Lecture "Discrete Topics in Data Mining" WS 2012/13, 3 ECTS credits
- The exam and re-exam will be in room 021 at
the MPII building (E1.4), ground floor.
- There is no lecture on 27 November.
The course schedule is updated.
must register to the final exam in HISPOS by 4th of November.
- The final exam will be held on 19th of February; the re-exam will be on
19th of March
Two hours per week, on Tuesdays, from noon till 2 pm. Place: room
007 in building
E2 1 (bioinformatics).
Schedule & Slides
The schedule of the course and the slides are here.
The articles related to each topic are listed
below. To access the PDFs, you need the username
The essay topics are here.
Guidelines to Return the Essays
The essays must be returned in PDF format via e-mail to the lecturer (see
slides or lecturer's home page for the address). The deadline for the essays,
unless otherwise specified, is two weeks from the date the topics were given
at 14:00 hours (2 pm). Failure to submit the essay on time
will give you a failed grade. The time of the submission is the
timestamp of the mail as shown by the lecturer's e-mail system. It is advisable
to send the essays before noon, so that if you have not received a response,
you can ask the status of your essay before the lecture.
Every essay you return must have the following information:
- Your name
- Your matriculation number
- Your e-mail address
- The topic of the essay (even if there was only one given)
In addition, it is advisable to start the subject line of
the mail with "DTDM" and have the word "essay" somewhere in the subject. This
helps me to notice the purpose of the mail and (hopefully) prevents the spam
filters from filtering the mails.
There are no page limits for the essays, but I expect a good essay to take
between two to five A4-pages in 10pt font and 2.5cm margins all around (you
are free to use other font sizes and margins as long as the text stays legible).
The essays must follow the normal scientific citation practices. Substantial
failure to do so will cause a failure of the essay. The essays may contain
(numbered) section and subsection headings if the author so prefers.
The course will provide an overview of some important
topics in data mining. The purpose of the course is to concentrate on the
ideas and intuition behind these topics, with the aim that after the course,
the students can follow the current research on the topics.

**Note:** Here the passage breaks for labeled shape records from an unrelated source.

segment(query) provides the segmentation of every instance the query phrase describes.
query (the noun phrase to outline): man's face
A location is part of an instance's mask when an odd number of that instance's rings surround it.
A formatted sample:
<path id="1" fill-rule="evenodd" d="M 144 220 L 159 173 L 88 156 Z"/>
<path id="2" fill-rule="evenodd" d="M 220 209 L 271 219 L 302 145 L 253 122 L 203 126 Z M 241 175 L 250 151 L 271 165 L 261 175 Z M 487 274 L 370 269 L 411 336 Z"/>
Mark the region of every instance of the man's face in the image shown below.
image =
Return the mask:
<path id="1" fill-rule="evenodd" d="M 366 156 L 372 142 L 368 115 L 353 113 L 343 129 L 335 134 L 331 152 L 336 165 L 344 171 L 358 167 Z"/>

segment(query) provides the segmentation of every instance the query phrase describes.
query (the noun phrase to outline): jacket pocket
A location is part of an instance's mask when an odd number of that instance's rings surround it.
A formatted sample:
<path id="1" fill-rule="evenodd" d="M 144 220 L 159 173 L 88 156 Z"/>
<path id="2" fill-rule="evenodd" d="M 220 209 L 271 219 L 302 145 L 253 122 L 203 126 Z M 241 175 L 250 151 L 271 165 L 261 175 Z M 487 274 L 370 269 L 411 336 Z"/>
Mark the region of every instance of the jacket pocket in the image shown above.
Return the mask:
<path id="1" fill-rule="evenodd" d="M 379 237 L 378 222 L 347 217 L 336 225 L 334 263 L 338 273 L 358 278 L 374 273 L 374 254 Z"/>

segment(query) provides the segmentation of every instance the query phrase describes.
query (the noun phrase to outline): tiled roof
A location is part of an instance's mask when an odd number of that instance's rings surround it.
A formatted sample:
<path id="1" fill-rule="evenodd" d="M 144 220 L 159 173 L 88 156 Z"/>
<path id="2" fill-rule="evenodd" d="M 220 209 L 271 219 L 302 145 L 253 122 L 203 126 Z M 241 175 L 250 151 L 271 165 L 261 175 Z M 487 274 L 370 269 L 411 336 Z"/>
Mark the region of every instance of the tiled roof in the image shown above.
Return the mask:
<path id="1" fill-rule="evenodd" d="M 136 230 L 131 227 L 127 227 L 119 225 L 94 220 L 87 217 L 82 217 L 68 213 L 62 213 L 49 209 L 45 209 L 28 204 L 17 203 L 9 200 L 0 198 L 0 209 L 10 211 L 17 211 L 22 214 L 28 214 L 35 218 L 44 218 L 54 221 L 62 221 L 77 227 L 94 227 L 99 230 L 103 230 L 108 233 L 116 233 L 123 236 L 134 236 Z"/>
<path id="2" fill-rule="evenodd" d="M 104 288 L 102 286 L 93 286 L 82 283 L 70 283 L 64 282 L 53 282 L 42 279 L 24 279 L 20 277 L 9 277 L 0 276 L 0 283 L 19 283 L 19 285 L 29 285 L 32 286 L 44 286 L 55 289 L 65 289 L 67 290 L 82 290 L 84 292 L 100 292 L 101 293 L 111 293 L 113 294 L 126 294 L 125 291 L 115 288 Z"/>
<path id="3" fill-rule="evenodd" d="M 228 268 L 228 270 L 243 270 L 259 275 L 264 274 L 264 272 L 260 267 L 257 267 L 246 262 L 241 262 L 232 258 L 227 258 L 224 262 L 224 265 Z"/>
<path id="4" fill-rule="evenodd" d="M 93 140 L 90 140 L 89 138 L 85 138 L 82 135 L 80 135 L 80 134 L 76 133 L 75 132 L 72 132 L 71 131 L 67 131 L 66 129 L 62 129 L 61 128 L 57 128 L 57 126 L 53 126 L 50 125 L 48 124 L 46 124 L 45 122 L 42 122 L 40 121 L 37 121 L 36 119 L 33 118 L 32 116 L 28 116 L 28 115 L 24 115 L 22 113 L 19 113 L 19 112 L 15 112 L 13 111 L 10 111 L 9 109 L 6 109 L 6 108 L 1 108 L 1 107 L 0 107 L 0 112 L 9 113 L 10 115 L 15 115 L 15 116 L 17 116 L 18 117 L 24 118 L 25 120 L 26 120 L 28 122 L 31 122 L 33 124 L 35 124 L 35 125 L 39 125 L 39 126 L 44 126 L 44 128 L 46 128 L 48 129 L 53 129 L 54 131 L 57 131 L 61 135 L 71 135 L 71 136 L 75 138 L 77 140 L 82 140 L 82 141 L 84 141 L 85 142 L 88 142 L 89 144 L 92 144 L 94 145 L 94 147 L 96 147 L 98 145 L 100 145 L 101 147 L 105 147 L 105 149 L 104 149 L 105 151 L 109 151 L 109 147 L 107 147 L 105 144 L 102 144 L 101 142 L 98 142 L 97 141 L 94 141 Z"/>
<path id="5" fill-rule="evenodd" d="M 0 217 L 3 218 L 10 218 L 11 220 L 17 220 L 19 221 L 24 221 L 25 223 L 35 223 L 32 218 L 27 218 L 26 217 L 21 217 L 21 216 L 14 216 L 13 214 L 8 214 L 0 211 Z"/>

The exact topics covered on this lecture will be announced later (and students'
preferences can be considered), but tentatively we will cover at least
pattern set mining, graph mining, and significance testing (in pattern set
The course will have two hours of lectures every week. There will not be any
homework sessions. Instead, students have to write longer essays/reports
on the topics covered on the lectures.
Students are expected to have passed either Information Retrieval &
Data Mining or Machine Learning core lectures, or hold equivalent
Requirements for Passing the Course
- At least four (4) passing grades from the essays (out of five essays)
- Final exam
The essays are graded in failed/passed/excellent grades. Out of the five essays,
you need to have a passing grade from at least four to be allowed to take the
final exam. If you are allowed to take and pass the final exam, then each
excellent grade from essays will improve your final grade by 1/3 of
what you got from the final exam. That is, if you got 2.0 from the final exam
and you have one excellent grade, your final grade will be 1.7; if you have three or more excellent grades, it will be 1.0.
Articles for the Topics
Topic I, Pattern Set Mining
- Geerts, F., Goethals, B. & Mielikäinen, T., 2004. Tiling databases.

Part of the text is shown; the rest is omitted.